The Inertia for Good Editor
NCI, Australia's national research computing facility, created a stunning video showing exactly how one of the most complex climate systems on earth works.

Looks hot. Definitely hot.

The Inertia

Heat waves are unbearable. Well ok, unless you actually die from a heat wave then “unbearable” is technically an exaggeration. But they definitely aren’t fun. That’s something you can’t argue. You think you can’t handle a summer heat wave. You sweat your way through a few really hot days. You crank the A/C and run up your electricity bill. And you complain. A lot.

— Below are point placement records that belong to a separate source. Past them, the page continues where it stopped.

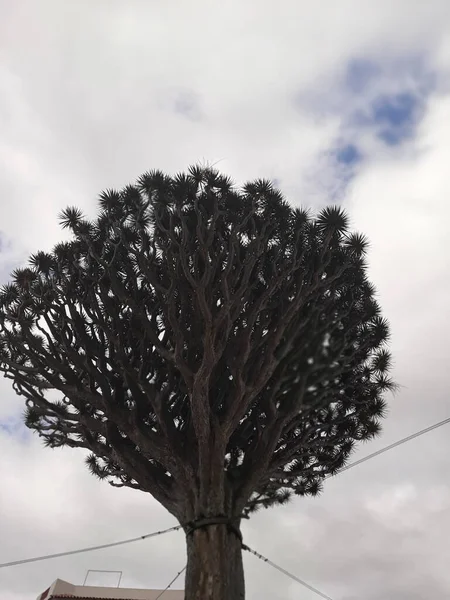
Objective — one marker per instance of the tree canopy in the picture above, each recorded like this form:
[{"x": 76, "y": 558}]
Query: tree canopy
[{"x": 202, "y": 339}]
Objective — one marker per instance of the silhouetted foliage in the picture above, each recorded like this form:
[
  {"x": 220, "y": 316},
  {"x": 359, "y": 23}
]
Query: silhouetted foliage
[{"x": 215, "y": 347}]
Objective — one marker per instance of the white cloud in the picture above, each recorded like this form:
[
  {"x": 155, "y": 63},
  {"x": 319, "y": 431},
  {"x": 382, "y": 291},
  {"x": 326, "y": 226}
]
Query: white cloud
[{"x": 89, "y": 96}]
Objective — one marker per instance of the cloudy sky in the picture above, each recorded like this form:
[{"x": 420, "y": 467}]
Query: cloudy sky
[{"x": 348, "y": 102}]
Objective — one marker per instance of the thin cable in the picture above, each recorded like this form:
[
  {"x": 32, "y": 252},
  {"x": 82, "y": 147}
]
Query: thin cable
[
  {"x": 413, "y": 436},
  {"x": 281, "y": 570},
  {"x": 173, "y": 581},
  {"x": 149, "y": 535},
  {"x": 89, "y": 549}
]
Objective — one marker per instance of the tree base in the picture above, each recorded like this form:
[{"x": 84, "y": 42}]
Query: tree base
[{"x": 214, "y": 565}]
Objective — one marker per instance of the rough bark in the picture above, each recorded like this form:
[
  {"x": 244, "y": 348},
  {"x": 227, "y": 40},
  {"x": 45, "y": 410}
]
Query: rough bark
[{"x": 214, "y": 565}]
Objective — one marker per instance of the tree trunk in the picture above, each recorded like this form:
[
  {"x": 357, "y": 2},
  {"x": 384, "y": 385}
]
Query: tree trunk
[{"x": 214, "y": 565}]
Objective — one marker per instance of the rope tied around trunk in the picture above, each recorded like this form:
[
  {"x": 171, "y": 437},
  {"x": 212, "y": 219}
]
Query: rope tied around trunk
[{"x": 208, "y": 521}]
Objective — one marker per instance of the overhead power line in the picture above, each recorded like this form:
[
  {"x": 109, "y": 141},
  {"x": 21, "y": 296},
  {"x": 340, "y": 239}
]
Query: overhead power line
[
  {"x": 408, "y": 438},
  {"x": 287, "y": 573},
  {"x": 156, "y": 533},
  {"x": 89, "y": 549},
  {"x": 171, "y": 583}
]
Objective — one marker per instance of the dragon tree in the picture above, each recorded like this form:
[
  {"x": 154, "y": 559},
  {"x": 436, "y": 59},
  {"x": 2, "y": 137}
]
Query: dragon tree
[{"x": 210, "y": 345}]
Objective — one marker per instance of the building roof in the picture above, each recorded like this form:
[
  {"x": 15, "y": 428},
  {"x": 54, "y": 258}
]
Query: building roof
[{"x": 62, "y": 590}]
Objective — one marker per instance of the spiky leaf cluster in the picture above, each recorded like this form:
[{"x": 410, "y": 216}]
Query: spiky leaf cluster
[{"x": 190, "y": 311}]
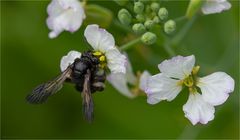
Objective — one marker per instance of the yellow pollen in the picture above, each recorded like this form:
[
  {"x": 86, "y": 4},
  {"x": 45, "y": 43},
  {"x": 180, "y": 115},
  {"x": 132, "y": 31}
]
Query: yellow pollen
[
  {"x": 102, "y": 58},
  {"x": 97, "y": 53},
  {"x": 188, "y": 81},
  {"x": 195, "y": 70}
]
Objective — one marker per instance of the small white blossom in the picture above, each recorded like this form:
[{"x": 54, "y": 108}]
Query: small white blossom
[
  {"x": 103, "y": 41},
  {"x": 215, "y": 6},
  {"x": 64, "y": 15},
  {"x": 120, "y": 81},
  {"x": 180, "y": 71}
]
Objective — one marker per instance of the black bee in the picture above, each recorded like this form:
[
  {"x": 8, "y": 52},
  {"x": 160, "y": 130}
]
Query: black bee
[{"x": 86, "y": 73}]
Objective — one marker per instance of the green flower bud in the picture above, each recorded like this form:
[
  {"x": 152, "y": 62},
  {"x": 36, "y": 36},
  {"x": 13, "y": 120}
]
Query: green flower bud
[
  {"x": 138, "y": 28},
  {"x": 140, "y": 18},
  {"x": 138, "y": 7},
  {"x": 124, "y": 16},
  {"x": 121, "y": 2},
  {"x": 149, "y": 24},
  {"x": 148, "y": 9},
  {"x": 156, "y": 19},
  {"x": 170, "y": 26},
  {"x": 163, "y": 13},
  {"x": 193, "y": 7},
  {"x": 148, "y": 38},
  {"x": 155, "y": 6}
]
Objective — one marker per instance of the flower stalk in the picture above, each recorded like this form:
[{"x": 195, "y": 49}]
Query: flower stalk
[{"x": 130, "y": 44}]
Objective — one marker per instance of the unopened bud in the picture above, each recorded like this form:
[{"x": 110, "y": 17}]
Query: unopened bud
[
  {"x": 156, "y": 19},
  {"x": 138, "y": 28},
  {"x": 170, "y": 26},
  {"x": 193, "y": 7},
  {"x": 140, "y": 18},
  {"x": 138, "y": 7},
  {"x": 149, "y": 24},
  {"x": 163, "y": 13},
  {"x": 155, "y": 6},
  {"x": 124, "y": 16},
  {"x": 148, "y": 38},
  {"x": 121, "y": 2}
]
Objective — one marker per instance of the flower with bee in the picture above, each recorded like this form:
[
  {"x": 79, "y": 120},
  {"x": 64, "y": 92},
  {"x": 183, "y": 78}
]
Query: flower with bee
[{"x": 86, "y": 70}]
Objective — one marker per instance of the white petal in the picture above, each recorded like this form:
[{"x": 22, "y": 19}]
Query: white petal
[
  {"x": 116, "y": 61},
  {"x": 177, "y": 67},
  {"x": 69, "y": 59},
  {"x": 160, "y": 87},
  {"x": 99, "y": 38},
  {"x": 118, "y": 80},
  {"x": 216, "y": 87},
  {"x": 143, "y": 80},
  {"x": 215, "y": 6},
  {"x": 130, "y": 76},
  {"x": 197, "y": 110},
  {"x": 64, "y": 15}
]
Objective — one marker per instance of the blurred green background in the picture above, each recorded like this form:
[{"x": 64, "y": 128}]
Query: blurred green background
[{"x": 29, "y": 57}]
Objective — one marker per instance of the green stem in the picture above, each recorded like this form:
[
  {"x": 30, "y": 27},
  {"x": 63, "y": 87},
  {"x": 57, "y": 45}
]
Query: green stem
[
  {"x": 130, "y": 44},
  {"x": 182, "y": 33},
  {"x": 180, "y": 18},
  {"x": 169, "y": 49}
]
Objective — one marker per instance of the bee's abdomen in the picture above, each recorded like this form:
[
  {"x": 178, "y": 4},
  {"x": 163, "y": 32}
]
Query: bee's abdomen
[{"x": 98, "y": 80}]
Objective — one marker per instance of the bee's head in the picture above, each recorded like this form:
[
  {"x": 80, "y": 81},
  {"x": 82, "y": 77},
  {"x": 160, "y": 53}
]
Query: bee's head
[{"x": 101, "y": 58}]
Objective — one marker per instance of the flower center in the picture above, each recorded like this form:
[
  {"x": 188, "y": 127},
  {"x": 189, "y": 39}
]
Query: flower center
[
  {"x": 191, "y": 80},
  {"x": 102, "y": 58}
]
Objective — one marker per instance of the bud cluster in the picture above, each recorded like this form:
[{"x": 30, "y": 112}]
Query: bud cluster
[{"x": 144, "y": 16}]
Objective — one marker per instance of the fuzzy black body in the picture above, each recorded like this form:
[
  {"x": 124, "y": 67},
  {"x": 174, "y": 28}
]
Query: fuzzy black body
[
  {"x": 80, "y": 67},
  {"x": 87, "y": 75}
]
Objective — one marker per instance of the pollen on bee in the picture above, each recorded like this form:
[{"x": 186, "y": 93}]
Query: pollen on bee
[
  {"x": 102, "y": 58},
  {"x": 97, "y": 53}
]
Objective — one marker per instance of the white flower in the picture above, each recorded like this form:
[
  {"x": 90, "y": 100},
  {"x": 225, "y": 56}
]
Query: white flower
[
  {"x": 215, "y": 6},
  {"x": 64, "y": 15},
  {"x": 69, "y": 59},
  {"x": 120, "y": 81},
  {"x": 103, "y": 41},
  {"x": 180, "y": 71}
]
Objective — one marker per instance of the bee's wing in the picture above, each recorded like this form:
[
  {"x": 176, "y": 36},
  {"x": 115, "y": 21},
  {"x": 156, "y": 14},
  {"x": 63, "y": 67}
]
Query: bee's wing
[
  {"x": 42, "y": 92},
  {"x": 87, "y": 98}
]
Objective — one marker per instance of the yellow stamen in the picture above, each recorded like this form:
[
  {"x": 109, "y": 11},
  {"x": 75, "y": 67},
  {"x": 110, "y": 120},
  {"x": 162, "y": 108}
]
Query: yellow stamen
[
  {"x": 195, "y": 70},
  {"x": 97, "y": 53},
  {"x": 102, "y": 58}
]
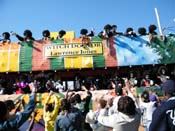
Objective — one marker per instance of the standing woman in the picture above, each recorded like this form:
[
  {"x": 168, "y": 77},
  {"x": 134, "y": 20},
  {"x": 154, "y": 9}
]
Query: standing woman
[{"x": 50, "y": 111}]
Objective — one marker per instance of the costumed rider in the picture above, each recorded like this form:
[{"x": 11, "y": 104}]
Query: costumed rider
[{"x": 6, "y": 38}]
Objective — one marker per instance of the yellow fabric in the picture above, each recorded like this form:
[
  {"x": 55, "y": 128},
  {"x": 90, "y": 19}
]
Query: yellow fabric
[
  {"x": 9, "y": 57},
  {"x": 50, "y": 117},
  {"x": 3, "y": 57},
  {"x": 54, "y": 35},
  {"x": 78, "y": 62},
  {"x": 14, "y": 57}
]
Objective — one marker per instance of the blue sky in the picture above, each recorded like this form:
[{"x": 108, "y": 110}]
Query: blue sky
[{"x": 37, "y": 15}]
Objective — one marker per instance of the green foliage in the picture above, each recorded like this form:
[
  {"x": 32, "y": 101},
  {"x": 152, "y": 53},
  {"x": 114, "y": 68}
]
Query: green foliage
[{"x": 165, "y": 47}]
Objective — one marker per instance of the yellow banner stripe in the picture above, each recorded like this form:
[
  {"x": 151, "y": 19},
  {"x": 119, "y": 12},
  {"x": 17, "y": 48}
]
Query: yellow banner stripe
[
  {"x": 9, "y": 57},
  {"x": 78, "y": 62}
]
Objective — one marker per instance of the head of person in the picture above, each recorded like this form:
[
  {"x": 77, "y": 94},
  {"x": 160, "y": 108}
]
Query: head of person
[
  {"x": 83, "y": 32},
  {"x": 46, "y": 33},
  {"x": 65, "y": 105},
  {"x": 50, "y": 107},
  {"x": 145, "y": 96},
  {"x": 4, "y": 111},
  {"x": 126, "y": 105},
  {"x": 102, "y": 103},
  {"x": 6, "y": 35},
  {"x": 107, "y": 28},
  {"x": 77, "y": 98},
  {"x": 142, "y": 31},
  {"x": 27, "y": 34},
  {"x": 114, "y": 28},
  {"x": 168, "y": 88}
]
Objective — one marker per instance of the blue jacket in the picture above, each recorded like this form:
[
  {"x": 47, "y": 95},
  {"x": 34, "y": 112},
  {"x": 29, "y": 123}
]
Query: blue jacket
[
  {"x": 161, "y": 120},
  {"x": 70, "y": 122},
  {"x": 14, "y": 124}
]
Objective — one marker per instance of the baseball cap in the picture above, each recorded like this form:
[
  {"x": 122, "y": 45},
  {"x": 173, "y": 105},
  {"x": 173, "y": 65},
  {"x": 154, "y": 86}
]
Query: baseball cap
[{"x": 168, "y": 86}]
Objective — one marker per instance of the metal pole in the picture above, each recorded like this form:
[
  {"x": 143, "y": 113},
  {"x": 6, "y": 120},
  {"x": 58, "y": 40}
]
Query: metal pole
[{"x": 158, "y": 22}]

Ok, so we’re all familiar with heat waves. We know what they are. And that exact same concept applies to the ocean. Just like the summer afternoon sun heats asphalt to the point it’ll melt your sandals and you get to enjoy a few sleepless nights, our planet’s largest bodies of water also endure days at a time of extended extreme heating, which you’d imagine sucks just as much for fish and coral and other underwater stuff. It’s a natural thing. It’s nothing to freak out over even if it sounds like it’s straight out of An Inconvenient Truth. What is worth noting, though, is the frequency they’re occurring at nowadays.  

Scientists define marine heat waves as a bout of hot water lasting for at least five consecutive days. And that water must be exceptionally warm for its region or area in that time period. The extreme heat can definitely wreak havoc on their underwater environment and is especially linked to coral bleaching and damaging reef environments, but a drastic shift in temperature isn’t going to destroy anything and everything in its path under the surface of the ocean.

When researchers dug through data recently, they found that these marine heat waves are starting to happen more frequently and last noticeably longer than they used to in a little more than the past century. Their sea-surface temperature data dated back as far as 1900 and their satellite data was collected from as far back as 1982, revealing a handful of changes. First, the number of days each year some part of the ocean has a heat wave increased by 54 percent between 1925 and 2016. They are also 34 percent more likely in that same time period and lasting 17 percent longer now than a century ago.


What does it all mean? Well, scientists do attribute the rise in marine heat waves to climate change. And yes, because of this, they expect the trend to continue to rise.